Anahtar kelimeler: Eğitim, eğitim seviyesi, kalkınma, üniversite Abstract

The purpose of the study is to stress the importance of education on economy and development. Societies establish a relationship between the increase of education level and productivity and believe that people make some contribution to his society proportional to the education they received. It is admitted that quality level of educational activities has an influence on the quality of economic, social, political and cultural development of the society. Scientific researches reveal that there is a linear relationship among economic growth, political and social development which are components of development. Human has a great contribution on social improvement and accordingly on economic growth. According to education economists, the base of the economic development is education.

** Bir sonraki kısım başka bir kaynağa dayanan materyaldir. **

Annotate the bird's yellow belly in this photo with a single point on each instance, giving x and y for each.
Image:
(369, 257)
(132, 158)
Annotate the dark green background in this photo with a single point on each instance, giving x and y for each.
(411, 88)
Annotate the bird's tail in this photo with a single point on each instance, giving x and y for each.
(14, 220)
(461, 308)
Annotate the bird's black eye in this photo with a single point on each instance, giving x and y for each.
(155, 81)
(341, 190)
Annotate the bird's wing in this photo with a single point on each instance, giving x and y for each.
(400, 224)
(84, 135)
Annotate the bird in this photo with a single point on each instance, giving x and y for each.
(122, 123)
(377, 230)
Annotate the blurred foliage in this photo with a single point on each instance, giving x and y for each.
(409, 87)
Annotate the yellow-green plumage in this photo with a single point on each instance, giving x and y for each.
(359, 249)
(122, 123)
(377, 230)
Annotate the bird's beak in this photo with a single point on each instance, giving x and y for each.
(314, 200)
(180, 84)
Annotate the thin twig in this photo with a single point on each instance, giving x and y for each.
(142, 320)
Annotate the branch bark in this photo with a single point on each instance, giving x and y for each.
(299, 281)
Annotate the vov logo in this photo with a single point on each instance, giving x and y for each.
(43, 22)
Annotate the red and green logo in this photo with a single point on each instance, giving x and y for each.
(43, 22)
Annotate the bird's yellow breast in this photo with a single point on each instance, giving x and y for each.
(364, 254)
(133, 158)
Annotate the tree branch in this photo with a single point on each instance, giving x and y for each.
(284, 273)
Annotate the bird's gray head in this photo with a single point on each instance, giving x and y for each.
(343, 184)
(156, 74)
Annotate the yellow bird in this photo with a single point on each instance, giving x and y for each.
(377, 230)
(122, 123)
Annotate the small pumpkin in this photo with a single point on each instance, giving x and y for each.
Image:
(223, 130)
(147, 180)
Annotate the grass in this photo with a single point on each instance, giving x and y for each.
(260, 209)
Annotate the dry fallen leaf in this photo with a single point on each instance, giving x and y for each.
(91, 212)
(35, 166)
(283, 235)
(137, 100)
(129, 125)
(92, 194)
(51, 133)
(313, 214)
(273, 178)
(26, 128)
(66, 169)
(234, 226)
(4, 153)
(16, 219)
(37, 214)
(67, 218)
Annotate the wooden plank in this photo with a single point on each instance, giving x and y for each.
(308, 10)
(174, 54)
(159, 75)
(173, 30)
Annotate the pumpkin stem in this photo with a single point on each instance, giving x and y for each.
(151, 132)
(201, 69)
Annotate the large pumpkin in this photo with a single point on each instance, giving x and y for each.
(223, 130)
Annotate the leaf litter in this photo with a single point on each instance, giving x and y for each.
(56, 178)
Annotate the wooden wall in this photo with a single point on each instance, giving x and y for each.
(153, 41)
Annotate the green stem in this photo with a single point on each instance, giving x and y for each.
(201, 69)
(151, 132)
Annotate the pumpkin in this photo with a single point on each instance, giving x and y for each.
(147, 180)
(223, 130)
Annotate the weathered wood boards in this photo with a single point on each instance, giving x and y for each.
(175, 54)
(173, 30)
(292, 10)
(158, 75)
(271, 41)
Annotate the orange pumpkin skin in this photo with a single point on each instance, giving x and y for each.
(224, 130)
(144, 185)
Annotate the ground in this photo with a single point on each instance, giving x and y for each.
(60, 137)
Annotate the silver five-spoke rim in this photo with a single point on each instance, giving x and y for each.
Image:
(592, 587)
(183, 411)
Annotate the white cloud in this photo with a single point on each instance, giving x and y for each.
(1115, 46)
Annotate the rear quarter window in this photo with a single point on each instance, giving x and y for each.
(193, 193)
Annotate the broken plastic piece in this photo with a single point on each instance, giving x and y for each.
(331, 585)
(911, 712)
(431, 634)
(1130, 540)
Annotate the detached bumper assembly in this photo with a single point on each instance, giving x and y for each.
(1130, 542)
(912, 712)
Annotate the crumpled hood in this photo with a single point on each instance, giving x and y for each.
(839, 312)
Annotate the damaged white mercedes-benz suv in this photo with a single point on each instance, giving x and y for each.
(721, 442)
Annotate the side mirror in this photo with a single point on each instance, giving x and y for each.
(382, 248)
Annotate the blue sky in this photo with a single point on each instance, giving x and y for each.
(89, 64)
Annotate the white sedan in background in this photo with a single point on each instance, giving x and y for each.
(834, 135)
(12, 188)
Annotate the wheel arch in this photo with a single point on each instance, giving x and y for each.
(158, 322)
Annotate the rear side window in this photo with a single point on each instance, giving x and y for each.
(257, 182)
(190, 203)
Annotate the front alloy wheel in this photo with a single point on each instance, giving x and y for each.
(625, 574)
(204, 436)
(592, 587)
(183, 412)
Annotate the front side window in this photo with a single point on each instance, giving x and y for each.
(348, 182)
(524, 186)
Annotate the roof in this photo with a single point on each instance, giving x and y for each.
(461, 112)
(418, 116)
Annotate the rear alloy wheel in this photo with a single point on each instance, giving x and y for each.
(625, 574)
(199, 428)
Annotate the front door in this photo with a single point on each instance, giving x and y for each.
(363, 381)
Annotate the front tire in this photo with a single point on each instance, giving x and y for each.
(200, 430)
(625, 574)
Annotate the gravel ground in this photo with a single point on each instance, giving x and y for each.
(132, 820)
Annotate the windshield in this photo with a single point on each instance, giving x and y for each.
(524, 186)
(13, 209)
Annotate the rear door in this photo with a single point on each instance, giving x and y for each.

The aim of education is to meet needs and requirements not only of the nation but also the people. As the education level of the Turkish population with its economic indicators is compared to data of advanced countries , it is determined that economic and social indicators of Turkey is not close to advanced countries average. It is important for Turkey to increase the education level by taking the necessary precautions for development.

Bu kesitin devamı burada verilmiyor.